Percevoir le chaos comme énergie suffit à faire diminuer la crainte que nous avons de tous les états chaotiques et à supprimer nos stratégies pour les éviter. Les périodes de chaos sont merveilleusement créatives. Elles sont la fin d’un univers faussement ordonné et l’émergence d’une force nouvelle et créative. Si nous osons de pas prendre la fuite devant le chaos, ne pas fermer les yeux, cela donne l’impression de flotter dans un océan d’énergie frémissante. Le corps absorbe cette énergie, l’esprit s’en nourrit et passe par une phase de désintoxication, de vide reposant duquel germent les graines de la créativité. C’est la fin d’un ordre, le début du renouveau.

Il y a dans l’harmonie une sorte de mollesse soporifique. Le seul désir d’y rester et de s’y installer est l’expression la plus simple de la peur. Percer la bulle de l’harmonie pour pénétrer le chaos dans lequel l’harmonie semble flotter, est le début d’une grande aventure. La rencontre de l’incertain qui stimule tellement notre esprit et notre corps paralysés par l’habitude.

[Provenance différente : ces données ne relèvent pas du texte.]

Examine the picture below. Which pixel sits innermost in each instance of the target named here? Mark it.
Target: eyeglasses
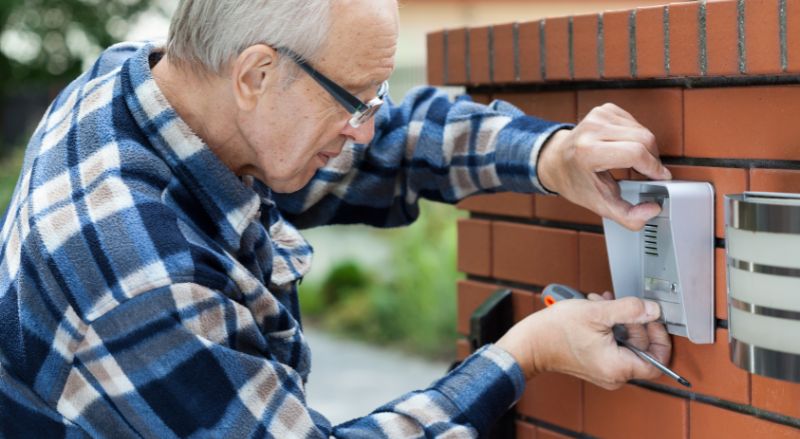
(360, 111)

Il y a dans l’adoration de l’harmonie quelque chose de suspect. J’imaginerais volontiers un autel sur lequel on remplacerait la statuette du Bouddha par un concrétion de César représentant le chaos et à laquelle, chaque matin, nous ferions l’offrande de notre abandon dans une méditation sur la beauté du chaos qui se trouve en nous et à ses possibilités infinies. Ce ne sont pas les situations qui sont chaotiques mais notre réactivité à ces situations.

Accepter le chaos, flotter en lui comme dans un océan bienfaisant, est un état joyeux d’où la peur a disparu. Nous nous sentirons stimulés, poussés à laisser émerger les choses en cessant de vouloir tout contrôler. Le contrôle est issu directement de la peur d’être pleinement vivant. Pas de joie authentique sans traversée du chaos.